Videowall Processor Features

Dedicated Video Bus

Centralized videowall processors use a data bus to transport video from their inputs to their outputs. Some systems incorporate a dedicated bus for this purpose, while other systems use a common bus for transferring video as well as other inter-system communication. Use of a dedicated video bus ensures that the transfer of video data is not impeded by other activity, providing more reliable, stutter-free video playback, and ensuring the processor responds to user commands in real-time.

Scalability

Some end users will want to add more input or output channels over time. This may be part of a phased installation, or an unforeseen upgrade. While some processors are easily expandable, some have a “fixed configuration,” and cannot be changed after leaving the factory. Other videowall processors are upgradeable, but may require on-site support from their manufacturers to make hardware configuration changes. For a distributed videowall processing system, or a centralized videowall processor that accepts sources streamed over a network, potentially up to hundreds of input sources may be supported.
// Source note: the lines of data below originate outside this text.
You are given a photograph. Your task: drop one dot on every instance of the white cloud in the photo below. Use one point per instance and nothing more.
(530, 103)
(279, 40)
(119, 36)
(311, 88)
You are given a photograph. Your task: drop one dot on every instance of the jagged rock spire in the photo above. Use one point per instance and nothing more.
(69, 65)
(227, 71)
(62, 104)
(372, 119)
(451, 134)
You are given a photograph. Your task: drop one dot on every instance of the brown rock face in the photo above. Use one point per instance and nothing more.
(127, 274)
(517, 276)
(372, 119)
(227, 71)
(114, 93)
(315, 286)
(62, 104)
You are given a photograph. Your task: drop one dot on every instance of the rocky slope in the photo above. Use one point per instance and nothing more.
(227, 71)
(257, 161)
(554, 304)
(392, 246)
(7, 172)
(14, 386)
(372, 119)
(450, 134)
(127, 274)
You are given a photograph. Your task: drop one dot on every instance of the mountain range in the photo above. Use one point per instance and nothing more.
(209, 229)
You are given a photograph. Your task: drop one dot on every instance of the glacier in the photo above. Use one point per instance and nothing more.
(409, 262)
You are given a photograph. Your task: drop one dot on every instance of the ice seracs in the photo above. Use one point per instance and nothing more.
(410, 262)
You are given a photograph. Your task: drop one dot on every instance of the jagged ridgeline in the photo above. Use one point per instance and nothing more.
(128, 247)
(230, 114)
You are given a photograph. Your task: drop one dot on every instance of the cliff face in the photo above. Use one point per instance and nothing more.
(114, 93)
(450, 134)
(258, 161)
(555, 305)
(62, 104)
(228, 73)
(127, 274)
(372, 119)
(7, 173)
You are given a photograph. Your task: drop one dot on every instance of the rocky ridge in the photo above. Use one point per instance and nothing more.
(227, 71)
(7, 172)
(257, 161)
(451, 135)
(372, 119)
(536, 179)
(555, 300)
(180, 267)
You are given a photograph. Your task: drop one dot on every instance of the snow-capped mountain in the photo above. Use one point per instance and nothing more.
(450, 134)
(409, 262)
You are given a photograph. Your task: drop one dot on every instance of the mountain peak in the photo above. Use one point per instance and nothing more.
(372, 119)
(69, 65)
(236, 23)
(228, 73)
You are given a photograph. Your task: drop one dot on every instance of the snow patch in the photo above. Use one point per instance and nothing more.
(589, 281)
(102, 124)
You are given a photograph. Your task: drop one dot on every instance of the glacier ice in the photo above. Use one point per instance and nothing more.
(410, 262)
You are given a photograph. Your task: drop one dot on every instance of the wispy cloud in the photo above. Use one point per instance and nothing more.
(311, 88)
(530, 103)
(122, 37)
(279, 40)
Redundancy & Accessibility Features

For videowall processors used in missioncritical or 24/7 environments, redundant and hot-swappable components are essential. Redundant, hot-swappable power supplies keep processors running during a failure, and facilitate replacement without powering down the unit. Hot-swappable fans can quickly and easily be replaced if necessary. The ability to replace these components, without removing the videowall processor from the rack will minimize downtime.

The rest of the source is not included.